A single injection of nicotine significantly increases mEPSC amplitude. A, B, Typical traces of mEPSCs (A) or mIPSCs (B) recorded 24 h after a single injection of saline (Sal) (Aa) or nicotine (Nic) 0.17 mg/kg, i.p.) (Bb). C, D, Summary of results shows that, relative to normal saline controls (lightly shaded bars), systemic injection of nicotine significantly increases mEPSC amplitude (Ca, darkly shaded bar) but not mEPSC frequency (Cb), mIPSC amplitude (Da), or mIPSC frequency (Db).

Figure 10.

Effects of systemic nicotine exposure on firing activity in VTA DA neurons.
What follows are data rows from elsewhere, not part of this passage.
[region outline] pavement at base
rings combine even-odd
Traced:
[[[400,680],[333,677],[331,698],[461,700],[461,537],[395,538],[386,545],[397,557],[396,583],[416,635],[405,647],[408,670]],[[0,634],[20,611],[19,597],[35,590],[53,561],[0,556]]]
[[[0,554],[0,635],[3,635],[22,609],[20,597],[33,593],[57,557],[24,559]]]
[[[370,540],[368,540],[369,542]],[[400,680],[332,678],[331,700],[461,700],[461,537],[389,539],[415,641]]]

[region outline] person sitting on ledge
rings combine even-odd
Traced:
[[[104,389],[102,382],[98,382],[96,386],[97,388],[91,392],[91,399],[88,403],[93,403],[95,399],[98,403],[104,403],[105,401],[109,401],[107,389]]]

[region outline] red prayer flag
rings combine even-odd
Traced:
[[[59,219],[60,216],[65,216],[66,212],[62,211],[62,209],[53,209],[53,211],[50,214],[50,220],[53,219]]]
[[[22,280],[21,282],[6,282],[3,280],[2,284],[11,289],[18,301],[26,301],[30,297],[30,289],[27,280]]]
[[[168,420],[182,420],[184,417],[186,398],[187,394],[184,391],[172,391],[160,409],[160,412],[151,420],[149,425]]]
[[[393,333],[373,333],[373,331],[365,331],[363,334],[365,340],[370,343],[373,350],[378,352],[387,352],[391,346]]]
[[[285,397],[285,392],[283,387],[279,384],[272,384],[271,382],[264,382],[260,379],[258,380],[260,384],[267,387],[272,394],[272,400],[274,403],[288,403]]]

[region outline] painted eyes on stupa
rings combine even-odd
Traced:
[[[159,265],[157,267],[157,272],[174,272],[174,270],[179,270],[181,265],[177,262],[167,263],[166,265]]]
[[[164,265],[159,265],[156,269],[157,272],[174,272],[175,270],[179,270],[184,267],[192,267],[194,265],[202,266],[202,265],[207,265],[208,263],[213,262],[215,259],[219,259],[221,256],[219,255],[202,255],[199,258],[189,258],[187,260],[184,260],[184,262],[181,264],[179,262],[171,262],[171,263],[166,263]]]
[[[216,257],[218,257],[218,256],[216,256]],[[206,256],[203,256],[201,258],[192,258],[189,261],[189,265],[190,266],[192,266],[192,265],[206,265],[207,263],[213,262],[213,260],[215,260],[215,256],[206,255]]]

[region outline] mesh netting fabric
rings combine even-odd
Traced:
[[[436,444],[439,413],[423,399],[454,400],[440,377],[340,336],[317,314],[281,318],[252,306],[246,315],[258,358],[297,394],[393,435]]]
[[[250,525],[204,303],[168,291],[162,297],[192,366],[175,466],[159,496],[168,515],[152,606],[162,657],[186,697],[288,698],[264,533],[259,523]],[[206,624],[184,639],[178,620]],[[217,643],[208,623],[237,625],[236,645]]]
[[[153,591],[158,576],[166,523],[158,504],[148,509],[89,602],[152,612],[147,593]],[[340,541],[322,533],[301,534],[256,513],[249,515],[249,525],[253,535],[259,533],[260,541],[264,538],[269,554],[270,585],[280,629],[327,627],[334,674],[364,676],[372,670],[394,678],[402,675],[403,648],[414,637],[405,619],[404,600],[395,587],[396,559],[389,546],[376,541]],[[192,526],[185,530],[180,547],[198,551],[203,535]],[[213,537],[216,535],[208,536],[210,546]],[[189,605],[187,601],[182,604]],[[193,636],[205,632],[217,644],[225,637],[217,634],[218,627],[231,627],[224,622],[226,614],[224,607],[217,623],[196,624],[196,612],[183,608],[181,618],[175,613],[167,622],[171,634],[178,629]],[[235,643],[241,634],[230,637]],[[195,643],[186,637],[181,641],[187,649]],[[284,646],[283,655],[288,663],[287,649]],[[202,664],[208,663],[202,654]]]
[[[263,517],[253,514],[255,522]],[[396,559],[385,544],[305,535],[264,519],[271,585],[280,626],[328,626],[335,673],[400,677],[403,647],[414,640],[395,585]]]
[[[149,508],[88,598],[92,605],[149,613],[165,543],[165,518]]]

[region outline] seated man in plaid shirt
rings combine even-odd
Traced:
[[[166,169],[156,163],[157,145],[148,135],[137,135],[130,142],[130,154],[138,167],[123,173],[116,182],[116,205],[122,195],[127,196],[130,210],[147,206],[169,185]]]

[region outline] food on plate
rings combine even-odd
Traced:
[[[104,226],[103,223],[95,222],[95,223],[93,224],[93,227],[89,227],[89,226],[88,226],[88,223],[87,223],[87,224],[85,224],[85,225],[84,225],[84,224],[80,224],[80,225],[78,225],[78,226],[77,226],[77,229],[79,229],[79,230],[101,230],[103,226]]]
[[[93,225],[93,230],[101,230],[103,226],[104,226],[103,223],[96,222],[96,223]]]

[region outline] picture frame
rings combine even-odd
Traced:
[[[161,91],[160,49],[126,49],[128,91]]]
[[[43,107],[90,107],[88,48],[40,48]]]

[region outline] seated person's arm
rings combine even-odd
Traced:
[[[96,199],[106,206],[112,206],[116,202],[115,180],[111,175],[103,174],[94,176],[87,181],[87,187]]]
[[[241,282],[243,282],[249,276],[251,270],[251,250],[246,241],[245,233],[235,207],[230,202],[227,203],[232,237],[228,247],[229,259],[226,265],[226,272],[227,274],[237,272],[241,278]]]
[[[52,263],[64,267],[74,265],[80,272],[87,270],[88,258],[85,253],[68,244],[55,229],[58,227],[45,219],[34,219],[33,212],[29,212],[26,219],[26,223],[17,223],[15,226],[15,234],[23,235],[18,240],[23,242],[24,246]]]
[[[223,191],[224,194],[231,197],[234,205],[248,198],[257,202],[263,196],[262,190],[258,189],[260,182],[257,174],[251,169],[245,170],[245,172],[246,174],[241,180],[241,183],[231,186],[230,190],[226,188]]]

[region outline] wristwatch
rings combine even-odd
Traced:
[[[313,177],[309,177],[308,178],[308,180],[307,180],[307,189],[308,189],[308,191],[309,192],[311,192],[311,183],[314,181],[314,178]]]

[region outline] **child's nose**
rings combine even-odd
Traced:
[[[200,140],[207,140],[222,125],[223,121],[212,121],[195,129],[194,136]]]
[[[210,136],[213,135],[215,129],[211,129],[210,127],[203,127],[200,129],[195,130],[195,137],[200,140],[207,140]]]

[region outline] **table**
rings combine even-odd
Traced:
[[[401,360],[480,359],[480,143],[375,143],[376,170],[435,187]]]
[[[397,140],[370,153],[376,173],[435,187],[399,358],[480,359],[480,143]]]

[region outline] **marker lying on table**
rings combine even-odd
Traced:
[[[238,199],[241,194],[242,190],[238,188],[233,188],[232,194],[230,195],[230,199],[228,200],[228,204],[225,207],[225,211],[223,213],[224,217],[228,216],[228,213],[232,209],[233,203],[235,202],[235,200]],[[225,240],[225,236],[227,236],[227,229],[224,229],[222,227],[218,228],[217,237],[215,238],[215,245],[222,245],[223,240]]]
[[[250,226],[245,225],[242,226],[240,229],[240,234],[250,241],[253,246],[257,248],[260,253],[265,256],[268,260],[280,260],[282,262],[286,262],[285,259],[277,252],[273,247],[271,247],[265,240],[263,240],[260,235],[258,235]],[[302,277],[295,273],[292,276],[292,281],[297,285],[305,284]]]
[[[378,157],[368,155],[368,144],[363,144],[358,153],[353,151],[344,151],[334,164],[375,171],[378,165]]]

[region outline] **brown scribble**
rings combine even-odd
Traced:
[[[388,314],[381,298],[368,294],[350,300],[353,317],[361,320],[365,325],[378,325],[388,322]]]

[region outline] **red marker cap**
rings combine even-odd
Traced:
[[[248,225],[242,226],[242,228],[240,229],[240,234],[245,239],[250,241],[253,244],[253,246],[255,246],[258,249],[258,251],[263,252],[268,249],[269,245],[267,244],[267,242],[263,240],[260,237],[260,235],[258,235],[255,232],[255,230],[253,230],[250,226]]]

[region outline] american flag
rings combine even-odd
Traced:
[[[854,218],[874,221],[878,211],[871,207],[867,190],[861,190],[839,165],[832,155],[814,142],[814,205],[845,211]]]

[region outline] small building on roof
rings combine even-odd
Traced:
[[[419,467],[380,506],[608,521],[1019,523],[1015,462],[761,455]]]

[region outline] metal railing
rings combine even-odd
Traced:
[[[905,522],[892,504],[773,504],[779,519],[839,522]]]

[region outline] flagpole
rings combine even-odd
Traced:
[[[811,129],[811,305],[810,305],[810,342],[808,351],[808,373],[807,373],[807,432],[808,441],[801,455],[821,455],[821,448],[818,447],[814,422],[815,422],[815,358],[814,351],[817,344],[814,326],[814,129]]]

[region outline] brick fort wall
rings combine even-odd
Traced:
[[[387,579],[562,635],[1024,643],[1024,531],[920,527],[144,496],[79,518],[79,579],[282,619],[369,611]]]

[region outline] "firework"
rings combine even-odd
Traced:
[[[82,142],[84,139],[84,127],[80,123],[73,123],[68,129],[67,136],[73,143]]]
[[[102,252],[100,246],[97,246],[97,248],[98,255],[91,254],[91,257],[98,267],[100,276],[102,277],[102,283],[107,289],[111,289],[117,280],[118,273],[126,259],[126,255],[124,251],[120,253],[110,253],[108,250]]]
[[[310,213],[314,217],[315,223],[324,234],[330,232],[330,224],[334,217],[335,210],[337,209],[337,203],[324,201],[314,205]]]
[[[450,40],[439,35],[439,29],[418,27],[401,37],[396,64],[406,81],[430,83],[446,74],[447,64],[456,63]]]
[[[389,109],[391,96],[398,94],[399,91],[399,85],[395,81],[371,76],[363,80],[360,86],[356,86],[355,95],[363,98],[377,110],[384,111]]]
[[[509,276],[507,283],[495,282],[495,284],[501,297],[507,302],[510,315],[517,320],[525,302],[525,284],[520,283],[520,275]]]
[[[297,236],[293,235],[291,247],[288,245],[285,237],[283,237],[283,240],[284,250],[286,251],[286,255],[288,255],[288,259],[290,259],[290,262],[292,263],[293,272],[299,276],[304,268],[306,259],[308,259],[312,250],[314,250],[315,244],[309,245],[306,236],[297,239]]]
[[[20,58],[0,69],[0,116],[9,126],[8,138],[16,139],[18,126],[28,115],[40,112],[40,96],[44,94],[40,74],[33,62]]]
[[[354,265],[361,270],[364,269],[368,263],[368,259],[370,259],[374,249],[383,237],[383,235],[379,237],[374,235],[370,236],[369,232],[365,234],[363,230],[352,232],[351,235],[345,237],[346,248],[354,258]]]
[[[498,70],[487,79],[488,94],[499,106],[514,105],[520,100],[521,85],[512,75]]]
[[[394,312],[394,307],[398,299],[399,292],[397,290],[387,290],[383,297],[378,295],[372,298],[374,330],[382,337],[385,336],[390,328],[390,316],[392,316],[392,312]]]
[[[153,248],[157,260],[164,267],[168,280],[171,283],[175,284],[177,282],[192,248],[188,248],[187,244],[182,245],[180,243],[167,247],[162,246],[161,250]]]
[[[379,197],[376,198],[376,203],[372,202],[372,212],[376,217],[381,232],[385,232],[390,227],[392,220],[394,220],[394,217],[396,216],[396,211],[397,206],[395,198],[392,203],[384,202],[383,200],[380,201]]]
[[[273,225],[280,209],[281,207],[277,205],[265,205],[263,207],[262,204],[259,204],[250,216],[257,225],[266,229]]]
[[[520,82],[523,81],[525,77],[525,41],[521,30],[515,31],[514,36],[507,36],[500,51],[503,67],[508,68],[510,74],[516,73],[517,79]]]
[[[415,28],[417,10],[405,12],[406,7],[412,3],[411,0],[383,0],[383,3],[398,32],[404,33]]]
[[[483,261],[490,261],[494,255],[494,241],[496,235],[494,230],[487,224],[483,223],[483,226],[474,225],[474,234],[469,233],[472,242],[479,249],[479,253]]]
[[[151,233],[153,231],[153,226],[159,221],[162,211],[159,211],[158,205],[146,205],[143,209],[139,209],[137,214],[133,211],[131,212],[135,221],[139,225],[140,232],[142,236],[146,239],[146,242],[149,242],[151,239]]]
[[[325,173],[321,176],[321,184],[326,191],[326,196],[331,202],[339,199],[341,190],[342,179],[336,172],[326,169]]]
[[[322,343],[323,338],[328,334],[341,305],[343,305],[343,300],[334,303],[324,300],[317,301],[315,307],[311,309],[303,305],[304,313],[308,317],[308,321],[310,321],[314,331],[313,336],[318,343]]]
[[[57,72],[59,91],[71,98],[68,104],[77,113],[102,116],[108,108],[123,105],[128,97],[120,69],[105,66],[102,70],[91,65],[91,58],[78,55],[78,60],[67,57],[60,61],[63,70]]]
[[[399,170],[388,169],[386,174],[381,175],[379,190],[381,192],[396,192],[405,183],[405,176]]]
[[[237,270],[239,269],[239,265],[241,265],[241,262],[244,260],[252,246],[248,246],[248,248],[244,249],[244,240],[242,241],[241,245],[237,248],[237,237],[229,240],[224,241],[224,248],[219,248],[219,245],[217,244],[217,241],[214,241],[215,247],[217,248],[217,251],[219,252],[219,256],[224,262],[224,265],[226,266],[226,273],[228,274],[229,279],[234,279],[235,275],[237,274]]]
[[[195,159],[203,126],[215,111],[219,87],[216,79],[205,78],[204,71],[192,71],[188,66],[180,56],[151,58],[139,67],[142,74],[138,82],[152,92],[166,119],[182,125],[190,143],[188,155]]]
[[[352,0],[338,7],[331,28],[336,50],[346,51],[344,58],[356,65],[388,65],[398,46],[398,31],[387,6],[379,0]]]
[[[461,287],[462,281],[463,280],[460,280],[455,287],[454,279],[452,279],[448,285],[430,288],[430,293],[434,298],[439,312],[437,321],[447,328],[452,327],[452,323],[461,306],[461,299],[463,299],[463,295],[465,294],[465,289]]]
A, A typical trace for an extracellular, single unit recording from a VTA DA neuron in an anesthetized rat. B, Comparison of slow oscillations (0.5–1.5 Hz) in rat DA neuronal firing measured 24 h after injections with nicotine (Nic) (0.17 mg/kg free base, i.p.) or saline (Sal). C, A summary of findings showing features of VTA DA neuronal firing properties 24 h after animals were injected with saline (open bars) or nicotine (solid bars). The p values are for differences relative to saline-treated controls. Results show that a single nicotine exposure significantly decreases the power of slow oscillations (P _{0.5–1.5 Hz}) and increases the firing rate (Rate), but has no effect on either the number of spikes in bursts (BS%) or the coefficient of variability of interspike intervals (CV). Nicotine exposure also shows a marked increase in the number of firing DA cells in each recording track (cells/track). These findings suggest that a single nicotine injection maintains a long-lasting excitation of VTA DA neurons and switches silent to firing DA neurons.